How did your muscles respond to the beach body weight exercises?
A little bit of delayed onset of muscle soreness is exactly what's intended when incorporating resistance exercises into our programme. It is this muscle soreness that indicates our muscles have been appropriately overloaded.
The muscle then responds and repairs itself to become stronger, and changes in composition. This change in composition is exactly what we want as it creates a leaner, more toned muscle that has the added benefit of raising our resting metabolic rate 24 hours a day - you'll even be burning more calories when you are asleep.
Muscle is the engine that burns fat. So the more lean muscle we can form the better.
This week's programme includes further body weight exercise progressions. We are going to advance our beach exercise drills and also incorporate park exercises.
Friday: Bodyweight practice day at the park, a five-minute warm up walking at 5/10 effort level.
1. Stationary lunges: Complete12-20 repetitions and then change legs. Complete three sets of this (12-20 repetitions three times): see photo 1.
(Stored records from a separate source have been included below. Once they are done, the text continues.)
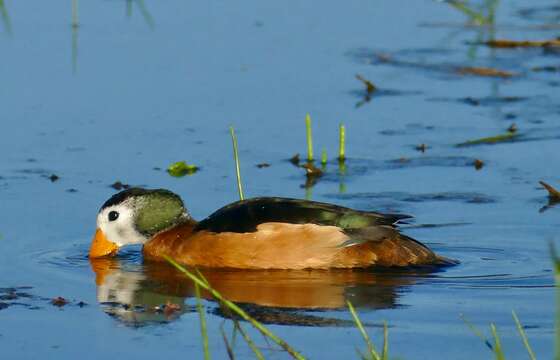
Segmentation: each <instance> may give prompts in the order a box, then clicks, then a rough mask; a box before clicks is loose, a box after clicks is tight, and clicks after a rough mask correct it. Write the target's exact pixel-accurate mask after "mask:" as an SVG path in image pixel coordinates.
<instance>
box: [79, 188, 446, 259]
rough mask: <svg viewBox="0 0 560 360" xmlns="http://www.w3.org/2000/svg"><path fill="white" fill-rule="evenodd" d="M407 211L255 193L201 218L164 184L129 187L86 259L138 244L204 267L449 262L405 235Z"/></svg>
mask: <svg viewBox="0 0 560 360" xmlns="http://www.w3.org/2000/svg"><path fill="white" fill-rule="evenodd" d="M409 218H410V216H408V215H402V214H384V213H380V212H372V211H361V210H354V209H351V208H347V207H343V206H339V205H334V204H329V203H322V202H316V201H309V200H300V199H291V198H282V197H256V198H251V199H246V200H240V201H236V202H234V203H231V204H229V205H226V206H224V207H222V208H221V209H219V210H217V211H215V212H214V213H212V214H211V215H209V216H208V217H206V218H205V219H203V220H201V221H196V220H195V219H193V217H192V216H191V215H190V214H189V212H188V211H187V209H186V207H185V205H184V203H183V200H182V199H181V197H180V196H179V195H177V194H175V193H173V192H171V191H169V190H166V189H144V188H129V189H126V190H123V191H121V192H119V193H117V194H115V195H113V196H111V197H110V198H109V199H108V200H107V201H106V202H105V203H104V204H103V205H102V206H101V208H100V210H99V212H98V214H97V229H96V231H95V235H94V237H93V240H92V243H91V246H90V250H89V257H90V258H92V259H93V258H100V257H109V256H115V255H116V254H117V253H118V251H119V249H120V248H121V247H123V246H126V245H133V244H141V245H142V252H143V258H144V260H148V261H165V257H170V258H172V259H174V260H175V261H176V262H179V263H181V264H184V265H187V266H192V267H200V268H231V269H255V270H272V269H287V270H289V269H293V270H302V269H336V268H338V269H352V268H369V267H410V266H423V265H435V266H445V265H452V264H455V263H456V262H455V261H454V260H451V259H448V258H445V257H443V256H439V255H436V254H435V253H434V252H433V251H432V250H431V249H429V248H428V247H427V246H426V245H424V244H422V243H420V242H419V241H417V240H415V239H413V238H411V237H409V236H406V235H404V234H402V233H401V232H400V231H399V229H398V225H399V223H402V221H403V220H406V219H409Z"/></svg>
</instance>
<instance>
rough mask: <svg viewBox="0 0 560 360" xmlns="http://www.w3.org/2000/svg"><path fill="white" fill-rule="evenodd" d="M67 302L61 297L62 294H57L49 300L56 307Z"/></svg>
mask: <svg viewBox="0 0 560 360" xmlns="http://www.w3.org/2000/svg"><path fill="white" fill-rule="evenodd" d="M68 303H69V301H68V300H66V299H65V298H63V297H62V296H57V297H55V298H53V299H52V300H51V304H53V305H54V306H58V307H63V306H65V305H67V304H68Z"/></svg>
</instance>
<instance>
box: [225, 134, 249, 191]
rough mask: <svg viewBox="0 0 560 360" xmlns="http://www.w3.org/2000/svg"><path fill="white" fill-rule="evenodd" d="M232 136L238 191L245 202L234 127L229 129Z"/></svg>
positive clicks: (233, 156)
mask: <svg viewBox="0 0 560 360" xmlns="http://www.w3.org/2000/svg"><path fill="white" fill-rule="evenodd" d="M229 132H230V134H231V141H232V143H233V159H234V160H235V174H236V176H237V191H238V192H239V200H244V199H245V196H244V195H243V185H242V183H241V171H240V170H239V154H238V152H237V138H236V137H235V130H234V129H233V126H230V127H229Z"/></svg>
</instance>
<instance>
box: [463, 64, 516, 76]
mask: <svg viewBox="0 0 560 360" xmlns="http://www.w3.org/2000/svg"><path fill="white" fill-rule="evenodd" d="M456 71H457V73H458V74H461V75H475V76H484V77H501V78H510V77H513V76H515V75H517V74H515V73H513V72H511V71H505V70H499V69H494V68H487V67H469V66H467V67H459V68H457V69H456Z"/></svg>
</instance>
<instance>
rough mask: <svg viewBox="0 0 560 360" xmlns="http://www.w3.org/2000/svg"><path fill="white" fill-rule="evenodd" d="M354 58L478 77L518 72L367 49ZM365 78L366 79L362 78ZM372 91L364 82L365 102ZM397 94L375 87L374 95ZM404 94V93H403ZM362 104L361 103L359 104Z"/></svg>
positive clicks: (364, 95)
mask: <svg viewBox="0 0 560 360" xmlns="http://www.w3.org/2000/svg"><path fill="white" fill-rule="evenodd" d="M352 55H354V56H355V57H356V58H358V59H360V60H361V59H364V58H365V59H366V61H367V63H368V64H385V65H391V66H395V67H406V68H412V69H421V70H429V71H436V72H444V73H451V74H455V75H463V76H465V75H470V76H480V77H493V78H504V79H508V78H512V77H514V76H518V75H519V74H518V73H515V72H512V71H508V70H502V69H496V68H491V67H481V66H464V65H460V64H453V63H447V62H443V63H426V62H424V61H413V60H405V59H400V58H398V57H396V56H395V55H391V54H386V53H380V52H375V51H373V52H372V51H368V50H359V51H357V52H355V53H353V54H352ZM363 80H366V79H363ZM372 94H373V93H369V92H367V84H366V94H365V95H364V101H362V103H363V102H367V101H369V100H371V95H372ZM393 94H398V95H401V94H403V93H401V92H394V91H393V92H390V91H388V90H381V89H378V88H375V96H380V95H393ZM404 94H406V93H404ZM360 105H362V104H360Z"/></svg>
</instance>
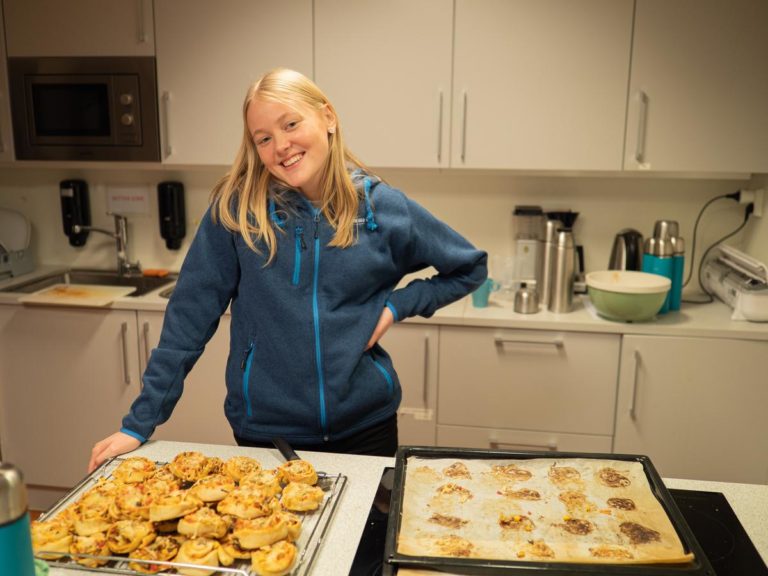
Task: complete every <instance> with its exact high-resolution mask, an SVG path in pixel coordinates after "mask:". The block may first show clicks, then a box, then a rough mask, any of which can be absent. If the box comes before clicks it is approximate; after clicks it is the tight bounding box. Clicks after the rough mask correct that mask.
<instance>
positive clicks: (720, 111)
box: [624, 0, 768, 172]
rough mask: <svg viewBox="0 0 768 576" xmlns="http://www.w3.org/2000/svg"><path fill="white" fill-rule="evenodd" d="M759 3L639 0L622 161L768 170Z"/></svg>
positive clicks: (698, 0)
mask: <svg viewBox="0 0 768 576" xmlns="http://www.w3.org/2000/svg"><path fill="white" fill-rule="evenodd" d="M766 23H768V2H765V0H734V1H732V2H720V1H718V0H705V1H702V0H676V1H675V2H668V1H666V0H638V1H637V12H636V17H635V33H634V42H633V49H632V78H631V81H630V88H629V106H628V115H627V140H626V148H625V158H624V167H625V169H627V170H638V169H653V170H676V171H706V172H765V171H766V170H768V105H766V102H768V65H766V55H767V54H768V35H766V33H765V27H766Z"/></svg>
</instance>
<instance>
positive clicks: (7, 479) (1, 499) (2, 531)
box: [0, 462, 35, 576]
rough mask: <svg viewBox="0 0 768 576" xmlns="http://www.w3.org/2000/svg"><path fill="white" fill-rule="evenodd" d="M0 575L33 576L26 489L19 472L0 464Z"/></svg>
mask: <svg viewBox="0 0 768 576" xmlns="http://www.w3.org/2000/svg"><path fill="white" fill-rule="evenodd" d="M0 574H13V575H14V576H35V562H34V558H33V556H32V538H31V535H30V531H29V512H28V510H27V488H26V486H24V480H23V477H22V475H21V472H20V471H19V470H18V469H17V468H16V467H14V466H13V465H12V464H8V463H5V462H0Z"/></svg>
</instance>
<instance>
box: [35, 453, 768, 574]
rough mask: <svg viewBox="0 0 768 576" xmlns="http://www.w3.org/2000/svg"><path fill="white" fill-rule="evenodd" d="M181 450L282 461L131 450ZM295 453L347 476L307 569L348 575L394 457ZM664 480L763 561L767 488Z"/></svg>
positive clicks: (145, 455)
mask: <svg viewBox="0 0 768 576" xmlns="http://www.w3.org/2000/svg"><path fill="white" fill-rule="evenodd" d="M186 450H197V451H199V452H202V453H203V454H206V455H208V456H218V457H219V458H223V459H226V458H230V457H231V456H235V455H249V456H253V457H255V458H257V459H258V460H259V461H260V462H261V463H262V465H263V466H264V467H265V468H274V467H276V466H278V465H280V464H282V463H283V462H284V459H283V457H282V456H281V455H280V453H279V452H278V451H277V450H273V449H263V448H240V447H237V446H218V445H210V444H190V443H182V442H167V441H150V442H148V443H147V444H145V445H143V446H141V447H140V448H139V449H137V450H136V451H135V452H133V454H135V455H142V456H146V457H147V458H150V459H152V460H156V461H169V460H170V459H172V458H173V457H174V456H175V455H176V454H178V453H179V452H182V451H186ZM300 456H301V457H302V458H305V459H306V460H308V461H309V462H311V463H312V464H313V465H314V466H315V468H316V469H317V470H322V471H324V472H327V473H329V474H343V475H344V476H346V477H347V479H348V482H347V486H346V488H345V490H344V492H343V494H342V496H341V498H340V500H339V504H338V506H337V508H336V512H335V514H334V517H333V518H332V520H331V523H330V526H329V531H328V533H327V535H326V538H325V540H324V542H323V543H322V545H321V546H320V551H319V555H318V557H317V558H316V559H315V562H314V567H313V569H312V571H311V574H317V575H328V574H334V575H343V574H348V573H349V570H350V567H351V566H352V562H353V560H354V557H355V553H356V551H357V546H358V543H359V541H360V536H361V535H362V532H363V528H364V527H365V522H366V520H367V518H368V512H369V509H370V507H371V504H372V503H373V497H374V495H375V493H376V488H377V487H378V485H379V481H380V478H381V474H382V472H383V471H384V468H385V467H387V466H394V458H378V457H373V456H350V455H345V454H326V453H320V452H300ZM664 484H665V485H666V486H667V487H668V488H680V489H685V490H703V491H710V492H722V493H723V494H724V495H725V497H726V498H727V499H728V502H729V503H730V505H731V507H732V508H733V510H734V511H735V512H736V515H737V516H738V517H739V520H740V521H741V523H742V525H743V526H744V529H745V530H746V531H747V534H749V537H750V538H751V539H752V542H753V543H754V545H755V547H756V548H757V550H758V552H759V553H760V555H761V556H762V558H763V560H765V561H766V563H768V523H766V521H765V512H766V510H768V486H764V485H755V484H733V483H726V482H705V481H697V480H679V479H664ZM50 574H51V576H75V575H81V576H88V575H89V574H92V572H88V571H85V570H82V571H81V570H69V569H61V568H53V569H52V570H51V572H50Z"/></svg>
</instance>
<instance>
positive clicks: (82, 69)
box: [8, 56, 160, 162]
mask: <svg viewBox="0 0 768 576" xmlns="http://www.w3.org/2000/svg"><path fill="white" fill-rule="evenodd" d="M8 82H9V85H10V86H9V87H10V90H9V92H10V96H11V119H12V122H13V138H14V143H15V145H16V158H17V159H18V160H81V161H90V160H96V161H103V160H106V161H143V162H157V161H159V160H160V134H159V121H158V111H157V73H156V66H155V59H154V58H153V57H143V56H142V57H106V58H105V57H56V58H48V57H46V58H9V59H8Z"/></svg>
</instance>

2. Walking lunges: Complete 12-20 walking lunges, rest 30 seconds and repeat this twice again: see photo 2.
3. Step-ups on to bench: The bench must not come up any higher than your knees. Complete 12-20 step-ups with one leg leading. Then rest 30 seconds and do the same with the other leg leading. Repeat this twice more: see photo 3.
4. Press-ups on grass: Complete three sets of 12-20 repetitions with 20 seconds rest between each set: look at week five programme for technique. Now go for a fast 25- to 35-minute walk at 8/10 effort level.
Saturday: A fast 30-minute walk in the morning at 8/10 effort level on flat terrain. Another fast 30-minute walk later in the afternoon at 8/10 effort level.
Sunday: Back to the beach to introduce family and friends to the programme (but at a far reduced effort level as they will not have completed the programme as you have to date). Complete zig-zags for 30 minutes. Remember from last week, this is walking from the soft sand to the hard sand on an angle for 30 minutes at 8/10 effort level. Complete squats for 20 to 30 repetitions, rest 20 seconds and complete three more times. Complete press-ups for 12 to 20 repetitions, rest 20 seconds and complete twice more. Now power walk at 8/10 on the hard sand back to where you started.
Monday: Long distance walk: 70 to 85 minutes at 5/10 effort level. This time try to make it on undulating terrain with lots of hills, as last week it was on flat terrain.
Tuesday: Rest day (these should by now include some form of activity).
Wednesday: Fast 20-minute walk to the park. Complete the exercises we did on Friday at the park. Fast 20-minute walk back home.
Thursday: Time to go back to the stair case. From next week onwards we are going to be performing specific interval durations on the staircase, so this is our final chance to make certain we are climbing the case correctly.
Maintain a strong mid region, keep your shoulder blades back and ensure your arms are pumping to help the legs out. Complete six repeats of a 150- to 200-step staircase.
Work at 7/10 effort level so you can focus on technique. Walk for a fast 20 minutes after completing this.